How will the young children currently attending the school be affected by this closure? Such a question needs to be viewed from the type of educational practices that occur there.
In terms of young children (ages 0 to 8 years), the characteristics of a quality educational experience are well-known and established in solid research.
The key to that quality experience lies in the interactions of the teacher with individual and small groups of children, the interactions of the children with other children and the interactions of the children with other adults they encounter in the environment.
For the teacher, these interactions should be developmentally informed and appropriate.
That is, the teacher should have a sound knowledge of how children develop in all areas — physical, social, emotional, cognitive and language — and use that knowledge as a framework in their interactions with the children.
This developmental framework also forms the basis of the curriculum that determines the physical setting and activities for the children.
Thus, while the physical plant and the grounds of the school are a necessary part of the learning environment, the most important elements in a child’s learning are the people with whom they interact.
Those people will be what are missed most and that is what I have heard again and again in stories about the closing.

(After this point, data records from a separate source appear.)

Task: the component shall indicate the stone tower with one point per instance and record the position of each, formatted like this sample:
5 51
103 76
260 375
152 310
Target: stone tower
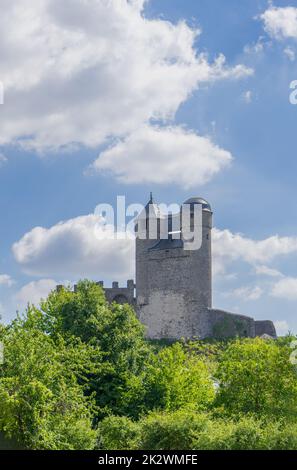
174 285
174 282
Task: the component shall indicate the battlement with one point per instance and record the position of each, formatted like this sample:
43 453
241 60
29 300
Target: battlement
121 295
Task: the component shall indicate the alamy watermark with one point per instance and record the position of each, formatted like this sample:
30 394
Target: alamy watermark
150 222
1 353
293 94
1 93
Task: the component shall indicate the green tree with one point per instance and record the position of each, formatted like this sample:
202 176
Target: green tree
256 376
113 329
42 404
172 379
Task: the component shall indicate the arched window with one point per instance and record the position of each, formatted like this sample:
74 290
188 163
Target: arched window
120 299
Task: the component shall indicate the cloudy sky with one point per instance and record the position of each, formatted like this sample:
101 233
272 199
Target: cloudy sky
123 97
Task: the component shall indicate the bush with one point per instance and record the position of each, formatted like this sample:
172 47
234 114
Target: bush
172 379
118 433
256 376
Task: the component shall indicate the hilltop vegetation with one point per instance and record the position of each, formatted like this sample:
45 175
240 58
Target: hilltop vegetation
79 374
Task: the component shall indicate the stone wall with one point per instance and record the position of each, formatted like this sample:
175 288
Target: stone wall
226 324
265 327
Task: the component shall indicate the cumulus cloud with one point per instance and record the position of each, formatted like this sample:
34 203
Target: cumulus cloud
86 246
229 247
247 96
3 159
34 291
282 327
280 22
246 293
290 53
6 280
76 248
285 289
163 155
81 71
267 271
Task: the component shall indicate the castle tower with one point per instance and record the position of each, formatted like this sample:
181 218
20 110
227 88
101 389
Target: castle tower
174 287
146 235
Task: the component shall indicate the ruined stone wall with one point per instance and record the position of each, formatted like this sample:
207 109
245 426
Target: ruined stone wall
227 325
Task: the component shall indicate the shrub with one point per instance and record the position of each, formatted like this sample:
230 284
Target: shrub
118 433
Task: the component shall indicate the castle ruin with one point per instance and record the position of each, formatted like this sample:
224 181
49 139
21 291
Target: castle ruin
174 285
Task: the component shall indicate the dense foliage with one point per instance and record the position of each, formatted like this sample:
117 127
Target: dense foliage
79 374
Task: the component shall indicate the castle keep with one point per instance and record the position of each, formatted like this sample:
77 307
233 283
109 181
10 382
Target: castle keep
174 284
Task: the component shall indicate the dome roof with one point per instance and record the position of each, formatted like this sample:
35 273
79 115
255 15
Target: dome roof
199 200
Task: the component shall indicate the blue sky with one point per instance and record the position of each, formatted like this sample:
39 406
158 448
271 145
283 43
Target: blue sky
55 125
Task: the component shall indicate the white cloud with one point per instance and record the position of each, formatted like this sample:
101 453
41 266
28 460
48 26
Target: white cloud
280 22
267 271
81 71
247 96
246 293
285 289
290 53
281 327
163 155
3 159
231 247
34 291
6 280
74 249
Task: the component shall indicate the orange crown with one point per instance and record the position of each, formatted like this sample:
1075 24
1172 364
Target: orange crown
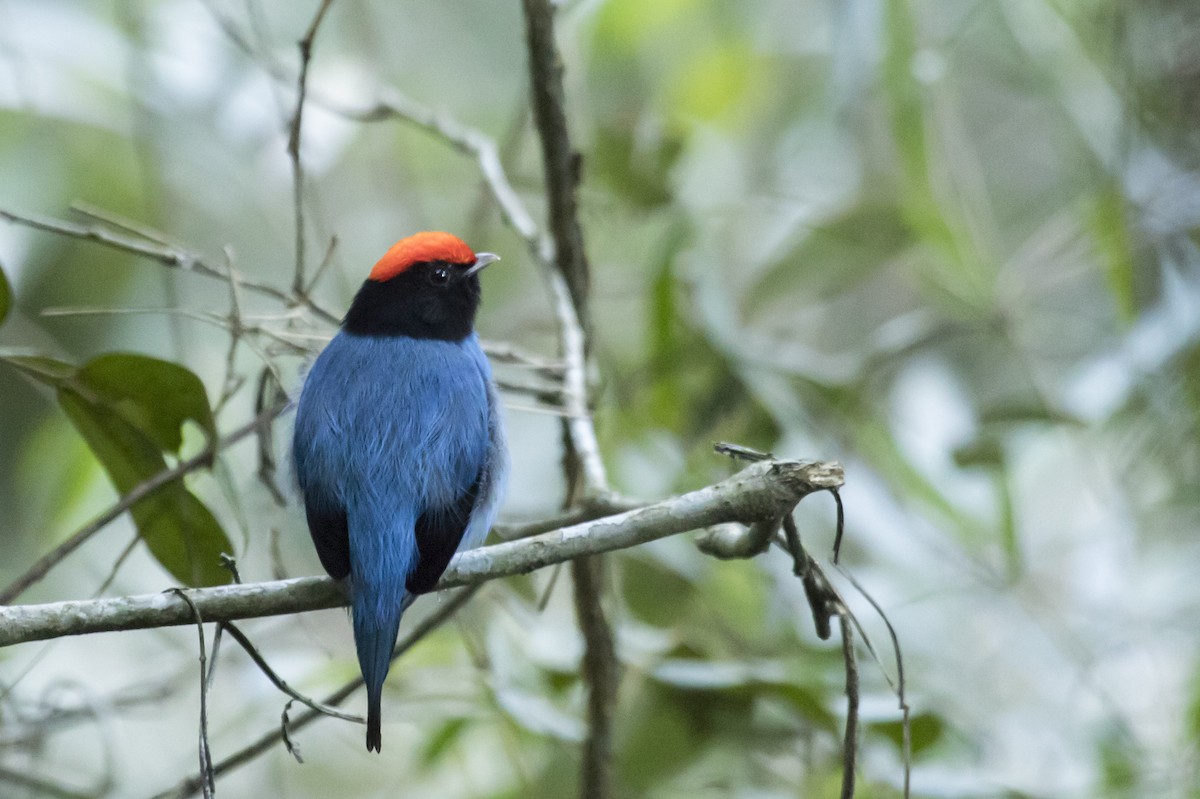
419 248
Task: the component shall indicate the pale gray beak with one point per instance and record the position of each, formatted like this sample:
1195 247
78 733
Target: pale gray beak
481 259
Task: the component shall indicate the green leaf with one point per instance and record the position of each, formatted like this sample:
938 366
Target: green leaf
835 257
5 296
925 728
130 409
155 396
178 528
442 742
1115 248
42 368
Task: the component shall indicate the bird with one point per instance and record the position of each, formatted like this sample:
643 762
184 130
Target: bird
399 448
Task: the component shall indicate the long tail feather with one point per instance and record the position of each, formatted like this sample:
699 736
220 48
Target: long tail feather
375 640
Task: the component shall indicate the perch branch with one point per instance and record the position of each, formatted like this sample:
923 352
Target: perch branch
762 490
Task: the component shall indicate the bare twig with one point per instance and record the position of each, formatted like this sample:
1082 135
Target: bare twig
559 160
306 43
850 743
600 674
165 254
898 685
207 778
136 494
444 612
582 462
760 490
279 682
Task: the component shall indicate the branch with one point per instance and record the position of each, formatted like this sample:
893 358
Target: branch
192 785
298 281
166 254
761 491
561 163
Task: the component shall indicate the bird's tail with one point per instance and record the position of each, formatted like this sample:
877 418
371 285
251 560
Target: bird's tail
375 636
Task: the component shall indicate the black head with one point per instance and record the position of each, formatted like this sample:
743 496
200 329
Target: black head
425 287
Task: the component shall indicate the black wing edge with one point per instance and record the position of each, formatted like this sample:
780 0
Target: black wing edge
330 535
439 532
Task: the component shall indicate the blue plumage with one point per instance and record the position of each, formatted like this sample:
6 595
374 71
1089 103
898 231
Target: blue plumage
400 455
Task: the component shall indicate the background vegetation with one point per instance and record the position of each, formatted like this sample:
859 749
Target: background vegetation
952 245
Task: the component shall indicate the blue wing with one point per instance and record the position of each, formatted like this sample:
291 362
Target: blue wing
401 460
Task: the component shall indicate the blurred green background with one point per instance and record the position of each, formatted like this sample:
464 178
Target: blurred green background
951 244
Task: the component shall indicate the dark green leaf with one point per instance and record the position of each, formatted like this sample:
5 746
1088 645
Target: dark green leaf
5 296
1111 230
49 371
834 257
155 396
178 528
442 740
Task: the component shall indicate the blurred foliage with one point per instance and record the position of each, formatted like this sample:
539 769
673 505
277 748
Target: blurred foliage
952 245
131 410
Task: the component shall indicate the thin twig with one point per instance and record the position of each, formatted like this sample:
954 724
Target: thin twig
561 162
850 743
444 611
899 686
139 492
585 468
305 44
762 488
207 775
600 674
167 256
279 682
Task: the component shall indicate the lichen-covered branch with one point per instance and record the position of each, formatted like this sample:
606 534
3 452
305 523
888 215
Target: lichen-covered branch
762 491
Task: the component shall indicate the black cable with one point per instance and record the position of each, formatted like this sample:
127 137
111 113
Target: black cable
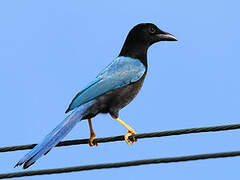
139 136
119 164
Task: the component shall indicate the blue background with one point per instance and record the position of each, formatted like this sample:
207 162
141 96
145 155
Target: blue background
49 50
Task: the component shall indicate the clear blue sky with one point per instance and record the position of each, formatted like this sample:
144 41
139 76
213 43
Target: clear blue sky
49 50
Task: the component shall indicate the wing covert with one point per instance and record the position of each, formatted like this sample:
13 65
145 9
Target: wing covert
121 72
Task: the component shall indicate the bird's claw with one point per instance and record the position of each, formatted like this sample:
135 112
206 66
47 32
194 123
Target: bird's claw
91 140
132 140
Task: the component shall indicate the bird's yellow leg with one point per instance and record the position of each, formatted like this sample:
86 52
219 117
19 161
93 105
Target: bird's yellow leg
92 134
130 131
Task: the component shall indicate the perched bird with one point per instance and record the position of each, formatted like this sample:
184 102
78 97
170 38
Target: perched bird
115 87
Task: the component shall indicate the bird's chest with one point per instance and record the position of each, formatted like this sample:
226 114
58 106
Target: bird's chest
119 98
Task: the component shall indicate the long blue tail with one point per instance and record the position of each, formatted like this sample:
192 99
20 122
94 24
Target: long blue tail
54 137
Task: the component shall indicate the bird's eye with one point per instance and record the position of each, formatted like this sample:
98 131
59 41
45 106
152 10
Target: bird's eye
152 30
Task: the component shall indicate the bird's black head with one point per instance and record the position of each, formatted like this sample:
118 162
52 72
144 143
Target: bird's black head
141 37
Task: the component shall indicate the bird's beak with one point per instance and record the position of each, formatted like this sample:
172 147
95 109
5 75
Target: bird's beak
165 36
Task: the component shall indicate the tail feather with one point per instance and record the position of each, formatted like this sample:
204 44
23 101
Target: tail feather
54 137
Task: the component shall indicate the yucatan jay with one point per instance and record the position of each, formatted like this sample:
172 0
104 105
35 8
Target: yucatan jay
115 87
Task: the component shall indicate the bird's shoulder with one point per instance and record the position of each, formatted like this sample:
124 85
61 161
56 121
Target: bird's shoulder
121 72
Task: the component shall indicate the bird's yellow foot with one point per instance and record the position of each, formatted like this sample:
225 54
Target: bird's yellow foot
132 140
91 140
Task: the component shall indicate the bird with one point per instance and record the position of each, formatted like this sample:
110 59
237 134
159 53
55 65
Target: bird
113 88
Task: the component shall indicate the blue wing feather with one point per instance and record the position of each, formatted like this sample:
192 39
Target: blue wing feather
121 72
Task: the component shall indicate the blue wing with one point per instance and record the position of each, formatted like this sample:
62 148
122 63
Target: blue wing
121 72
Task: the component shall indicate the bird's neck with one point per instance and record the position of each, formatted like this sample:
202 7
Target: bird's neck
136 51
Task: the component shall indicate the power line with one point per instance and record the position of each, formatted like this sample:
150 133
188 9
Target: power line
139 136
120 164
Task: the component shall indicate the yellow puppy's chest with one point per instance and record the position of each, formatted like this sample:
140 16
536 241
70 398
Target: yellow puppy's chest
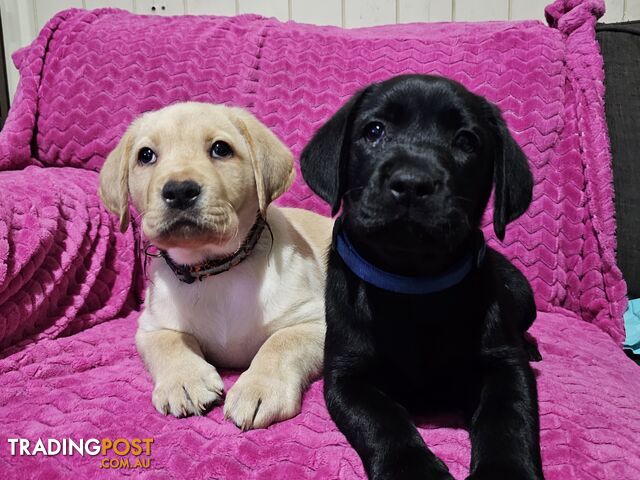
229 314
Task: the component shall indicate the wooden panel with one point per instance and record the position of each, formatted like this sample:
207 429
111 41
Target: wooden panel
45 9
474 10
363 13
615 10
124 4
211 7
160 7
325 12
528 9
271 8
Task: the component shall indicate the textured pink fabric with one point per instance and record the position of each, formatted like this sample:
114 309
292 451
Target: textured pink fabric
64 267
93 384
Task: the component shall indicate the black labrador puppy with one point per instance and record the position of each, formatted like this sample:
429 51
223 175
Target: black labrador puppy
421 316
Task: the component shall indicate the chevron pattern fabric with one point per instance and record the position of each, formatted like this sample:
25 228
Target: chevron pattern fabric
70 283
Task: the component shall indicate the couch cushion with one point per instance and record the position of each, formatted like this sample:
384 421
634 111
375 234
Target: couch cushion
89 73
94 385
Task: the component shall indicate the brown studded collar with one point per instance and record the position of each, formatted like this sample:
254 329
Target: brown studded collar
216 266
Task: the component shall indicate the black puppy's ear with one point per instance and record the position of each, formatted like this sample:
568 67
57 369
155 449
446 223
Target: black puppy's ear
512 178
324 160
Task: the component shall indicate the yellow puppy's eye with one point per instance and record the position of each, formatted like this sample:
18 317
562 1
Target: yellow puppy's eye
146 156
221 149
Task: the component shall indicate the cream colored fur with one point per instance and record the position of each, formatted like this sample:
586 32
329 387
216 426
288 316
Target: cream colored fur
265 315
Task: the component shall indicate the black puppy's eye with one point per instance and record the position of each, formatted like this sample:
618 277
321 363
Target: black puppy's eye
221 149
374 131
466 141
146 156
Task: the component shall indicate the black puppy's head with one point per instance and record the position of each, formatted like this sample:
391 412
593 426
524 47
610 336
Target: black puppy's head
413 160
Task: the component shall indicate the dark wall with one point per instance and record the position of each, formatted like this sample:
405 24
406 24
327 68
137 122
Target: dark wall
620 45
4 91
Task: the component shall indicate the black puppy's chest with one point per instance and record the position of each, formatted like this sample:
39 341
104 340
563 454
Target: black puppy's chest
427 344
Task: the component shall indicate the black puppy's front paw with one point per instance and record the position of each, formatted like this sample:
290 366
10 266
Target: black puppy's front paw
413 465
503 473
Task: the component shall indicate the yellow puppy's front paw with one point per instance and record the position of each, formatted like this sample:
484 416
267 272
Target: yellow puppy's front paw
188 390
257 400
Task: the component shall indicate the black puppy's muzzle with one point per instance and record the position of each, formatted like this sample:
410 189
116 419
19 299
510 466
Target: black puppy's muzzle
410 182
411 186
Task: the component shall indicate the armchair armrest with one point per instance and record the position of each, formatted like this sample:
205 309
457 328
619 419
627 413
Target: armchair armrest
64 266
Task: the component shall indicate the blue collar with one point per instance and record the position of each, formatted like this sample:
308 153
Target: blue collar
409 285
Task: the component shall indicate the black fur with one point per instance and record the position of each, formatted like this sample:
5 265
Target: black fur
411 204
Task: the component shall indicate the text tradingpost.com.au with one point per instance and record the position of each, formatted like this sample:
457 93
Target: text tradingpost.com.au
125 453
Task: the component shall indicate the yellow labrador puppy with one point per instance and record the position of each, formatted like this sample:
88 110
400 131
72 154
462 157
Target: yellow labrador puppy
237 283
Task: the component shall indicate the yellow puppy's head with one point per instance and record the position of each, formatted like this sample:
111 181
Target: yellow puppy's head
197 173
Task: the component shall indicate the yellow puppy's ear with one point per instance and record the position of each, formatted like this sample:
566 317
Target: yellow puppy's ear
271 160
114 181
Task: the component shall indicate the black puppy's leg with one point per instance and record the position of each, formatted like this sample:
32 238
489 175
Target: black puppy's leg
505 430
531 347
381 431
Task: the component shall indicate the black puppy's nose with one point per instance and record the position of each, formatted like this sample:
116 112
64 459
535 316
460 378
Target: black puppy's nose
408 185
180 195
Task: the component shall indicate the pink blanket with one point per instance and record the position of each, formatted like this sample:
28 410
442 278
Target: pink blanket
70 283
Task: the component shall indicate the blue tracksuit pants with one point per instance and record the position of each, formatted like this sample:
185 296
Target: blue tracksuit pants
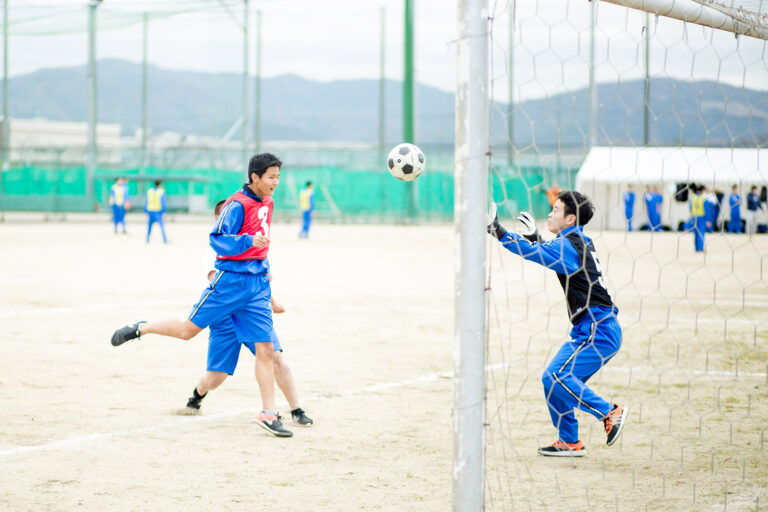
592 344
734 225
699 229
156 217
306 221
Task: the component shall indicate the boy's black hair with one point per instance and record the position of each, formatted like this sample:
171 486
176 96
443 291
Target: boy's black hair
576 203
260 163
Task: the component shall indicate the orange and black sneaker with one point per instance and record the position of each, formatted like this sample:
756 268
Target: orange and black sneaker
614 422
562 449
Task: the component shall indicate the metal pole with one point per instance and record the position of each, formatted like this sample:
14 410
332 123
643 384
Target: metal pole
144 93
646 104
408 132
471 196
6 132
408 73
511 105
246 108
92 106
257 99
592 91
382 86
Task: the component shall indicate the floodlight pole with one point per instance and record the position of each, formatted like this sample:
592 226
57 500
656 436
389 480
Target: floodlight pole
246 116
408 131
257 98
382 85
144 93
592 86
511 105
90 167
647 99
470 202
6 124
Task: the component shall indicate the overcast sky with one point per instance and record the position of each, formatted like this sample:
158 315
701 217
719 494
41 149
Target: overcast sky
340 39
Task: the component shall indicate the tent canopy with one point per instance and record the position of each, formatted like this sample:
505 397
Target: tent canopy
724 166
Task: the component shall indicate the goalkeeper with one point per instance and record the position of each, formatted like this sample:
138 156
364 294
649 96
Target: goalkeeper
595 336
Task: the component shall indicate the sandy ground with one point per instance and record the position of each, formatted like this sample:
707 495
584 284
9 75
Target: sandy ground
369 336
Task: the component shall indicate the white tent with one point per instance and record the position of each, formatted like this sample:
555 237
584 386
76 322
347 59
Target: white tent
607 171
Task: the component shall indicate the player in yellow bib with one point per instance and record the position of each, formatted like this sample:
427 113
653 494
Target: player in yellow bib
155 208
307 205
698 219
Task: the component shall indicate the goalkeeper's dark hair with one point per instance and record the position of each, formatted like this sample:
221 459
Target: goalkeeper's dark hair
576 203
260 163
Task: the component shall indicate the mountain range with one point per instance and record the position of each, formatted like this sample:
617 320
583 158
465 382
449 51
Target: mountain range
295 108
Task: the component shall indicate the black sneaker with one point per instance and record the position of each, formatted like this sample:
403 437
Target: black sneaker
563 449
127 333
614 423
272 424
301 418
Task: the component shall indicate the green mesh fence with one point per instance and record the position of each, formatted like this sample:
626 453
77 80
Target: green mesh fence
341 195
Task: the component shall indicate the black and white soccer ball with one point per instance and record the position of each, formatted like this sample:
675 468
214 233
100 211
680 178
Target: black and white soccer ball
406 162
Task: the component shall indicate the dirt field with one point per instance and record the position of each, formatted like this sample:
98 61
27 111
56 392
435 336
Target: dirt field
369 336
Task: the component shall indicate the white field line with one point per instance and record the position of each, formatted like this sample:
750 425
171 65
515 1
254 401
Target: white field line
190 303
74 443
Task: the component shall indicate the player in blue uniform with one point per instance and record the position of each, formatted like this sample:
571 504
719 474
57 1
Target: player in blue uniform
629 206
240 289
699 218
595 335
734 201
224 351
155 209
710 209
653 202
307 205
120 201
753 205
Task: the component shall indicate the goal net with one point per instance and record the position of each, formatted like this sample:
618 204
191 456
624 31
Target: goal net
649 95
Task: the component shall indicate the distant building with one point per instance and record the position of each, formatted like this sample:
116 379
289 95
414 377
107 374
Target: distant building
42 141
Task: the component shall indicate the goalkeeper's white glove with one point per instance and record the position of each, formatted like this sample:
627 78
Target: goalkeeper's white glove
494 228
529 231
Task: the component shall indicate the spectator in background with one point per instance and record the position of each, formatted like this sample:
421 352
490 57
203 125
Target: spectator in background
753 204
710 209
307 205
155 208
120 202
734 225
653 202
629 206
718 209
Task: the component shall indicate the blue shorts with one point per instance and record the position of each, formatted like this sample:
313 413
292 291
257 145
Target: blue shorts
245 298
224 347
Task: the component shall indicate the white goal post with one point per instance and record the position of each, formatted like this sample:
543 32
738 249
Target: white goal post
712 14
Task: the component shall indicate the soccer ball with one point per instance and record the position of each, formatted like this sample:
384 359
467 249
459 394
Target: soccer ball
406 162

Hopefully, the children will be able to find new and positive relationships at the new schools they will be attending.
Hopefully, the students will attend these institutions with at least some of their current friends.
If that is the case, the children will be fine, or at least as well off as they currently are at Travis. If that is not the case, then it will be a difficult time for the children.
One other influencing factor on a young child’s educational experience is the relative size of new school.
Ideally, for young children, numbers of less than 100 children work best. Numbers higher than that can be intimidating and frightening to the young child.
I have taught and observed at local elementary schools that number 400-600 students each, and I felt intimidated.
The dynamic of the institution is changed by such numbers and not in positive ways.
“Controlling” such numbers becomes the priority, rather than those critical interactions.
I would hope that the new schools these children will attend will not be much larger than Travis.
In the end, I think the children will do as well in their new schools as they have at Travis.
They will miss the building and the playground and other things that provided such happy memories. But they can begin to establish new ones at their new schools.
Dr. Steve Jensen is the chair of the department of early childhood studies at this college.